SELECT a.id, a.name, a.year, v.note
FROM (
SELECT people.id, people.name, MAX(visits.year) year
FROM people
JOIN visits ON people.id = visits.id_people
GROUP BY people.id, people.name
)a
JOIN visits v ON (a.id = v.id_people and a.year = v.year)
Go fiddle: http://www.sqlfiddle.com/#!2/d67fc/20/0
If you need to show something for people that have never had a visit, you should try switching the JOIN items in my statement with LEFT JOIN.
As someone else wrote, an ORDER BY clause in a subquery is not standard, and generates unpredictable results. In your case it baffled the optimizer.
Edit: GROUP BY is a big hammer. Don't use it unless you need it. And, don't use it unless you use an aggregate function in the query.
Notice that if you have more than one row in visits for a person and the most recent year, this query will generate multiple rows for that person, one for each visit in that year. If you want just one row per person, and you DON'T need the note for the visit, then the first query will do the trick. If you have more than one visit for a person in a year, and you only need the latest one, you have to identify which row IS the latest one. Usually it will be the one with the highest ID number, but only you know that for sure. I added another person to your fiddle with that situation. http://www.sqlfiddle.com/#!2/4f644/2/0
This is complicated. But: if your visits.id numbers are automatically assigned and they are always in time order, you can simply report the highest visit id, and be guaranteed that you'll have the latest year. This will be a very efficient query.
SELECT p.id, p.name, v.year, v.note
FROM (
SELECT id_people, max(id) id
FROM visits
GROUP BY id_people
)m
JOIN people p ON (p.id = m.id_people)
JOIN visits v ON (m.id = v.id)
http://www.sqlfiddle.com/#!2/4f644/1/0 But this is not the way your example is set up. So you need another way to disambiguate your latest visit, so you just get one row per person. The only trick we have at our disposal is to use the largest id number.
So, we need to get a list of the visit.id numbers that are the latest ones, by this definition, from your tables. This query does that, with a MAX(year)...GROUP BY(id_people) nested inside a MAX(id)...GROUP BY(id_people) query.
SELECT v.id_people,
MAX(v.id) id
FROM (
SELECT id_people,
MAX(year) year
FROM visits
GROUP BY id_people
)p
JOIN visits v ON (p.id_people = v.id_people AND p.year = v.year)
GROUP BY v.id_people
The overall query (http://www.sqlfiddle.com/#!2/c2da2/1/0) is this.

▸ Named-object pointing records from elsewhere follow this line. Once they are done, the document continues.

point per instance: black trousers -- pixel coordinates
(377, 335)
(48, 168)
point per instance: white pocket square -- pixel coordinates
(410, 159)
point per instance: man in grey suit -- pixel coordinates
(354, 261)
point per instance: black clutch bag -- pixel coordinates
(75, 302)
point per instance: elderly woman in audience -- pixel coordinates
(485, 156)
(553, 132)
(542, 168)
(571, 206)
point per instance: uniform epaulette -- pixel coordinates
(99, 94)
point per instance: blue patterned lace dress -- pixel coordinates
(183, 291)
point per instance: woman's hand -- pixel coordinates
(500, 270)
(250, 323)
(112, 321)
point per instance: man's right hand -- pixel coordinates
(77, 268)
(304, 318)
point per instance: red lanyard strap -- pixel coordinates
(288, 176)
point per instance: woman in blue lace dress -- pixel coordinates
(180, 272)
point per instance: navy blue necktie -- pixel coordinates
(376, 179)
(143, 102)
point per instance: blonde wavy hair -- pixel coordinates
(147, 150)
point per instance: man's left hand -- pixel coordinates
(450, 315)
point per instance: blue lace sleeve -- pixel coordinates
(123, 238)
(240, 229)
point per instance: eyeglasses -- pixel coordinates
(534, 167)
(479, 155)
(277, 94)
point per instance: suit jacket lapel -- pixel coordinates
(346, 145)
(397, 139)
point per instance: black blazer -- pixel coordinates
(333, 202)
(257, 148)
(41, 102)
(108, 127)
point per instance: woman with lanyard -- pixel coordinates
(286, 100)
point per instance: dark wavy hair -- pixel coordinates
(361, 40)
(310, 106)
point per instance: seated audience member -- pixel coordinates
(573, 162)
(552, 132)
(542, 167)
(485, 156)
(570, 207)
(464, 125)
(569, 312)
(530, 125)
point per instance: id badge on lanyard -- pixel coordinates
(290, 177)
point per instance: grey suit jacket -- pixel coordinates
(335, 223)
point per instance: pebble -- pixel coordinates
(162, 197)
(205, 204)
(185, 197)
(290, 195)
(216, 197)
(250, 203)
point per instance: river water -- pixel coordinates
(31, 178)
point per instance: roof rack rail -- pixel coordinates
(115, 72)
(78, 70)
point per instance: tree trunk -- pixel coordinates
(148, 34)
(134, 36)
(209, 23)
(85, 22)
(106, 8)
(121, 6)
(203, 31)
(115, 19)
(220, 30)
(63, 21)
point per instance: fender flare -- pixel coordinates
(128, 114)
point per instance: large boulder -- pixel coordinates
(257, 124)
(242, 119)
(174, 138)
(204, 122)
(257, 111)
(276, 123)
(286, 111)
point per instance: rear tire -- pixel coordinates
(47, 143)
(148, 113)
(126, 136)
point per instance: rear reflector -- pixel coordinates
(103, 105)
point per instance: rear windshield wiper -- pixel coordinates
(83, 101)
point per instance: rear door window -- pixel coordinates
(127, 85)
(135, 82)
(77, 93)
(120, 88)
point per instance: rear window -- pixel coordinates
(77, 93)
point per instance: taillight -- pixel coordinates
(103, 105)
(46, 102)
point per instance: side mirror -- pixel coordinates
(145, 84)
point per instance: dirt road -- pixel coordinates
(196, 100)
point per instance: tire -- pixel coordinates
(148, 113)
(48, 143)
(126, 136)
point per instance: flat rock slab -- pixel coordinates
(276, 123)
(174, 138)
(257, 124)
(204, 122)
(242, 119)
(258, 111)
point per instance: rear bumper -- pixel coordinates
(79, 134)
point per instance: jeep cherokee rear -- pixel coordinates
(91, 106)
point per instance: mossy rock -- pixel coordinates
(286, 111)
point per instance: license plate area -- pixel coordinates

SELECT p.id, p.name, v.year, v.note
FROM (
SELECT v.id_people,
MAX(v.id) id
FROM (
SELECT id_people,
MAX(year) year
FROM visits
GROUP BY id_people
)p
JOIN visits v ON ( p.id_people = v.id_people
AND p.year = v.year)
GROUP BY v.id_people
)m
JOIN people p ON (m.id_people = p.id)
JOIN visits v ON (m.id = v.id)
Disambiguation in SQL is a tricky business to learn, because it takes some time to wrap your head around the idea that there's no inherent order to rows in a DBMS.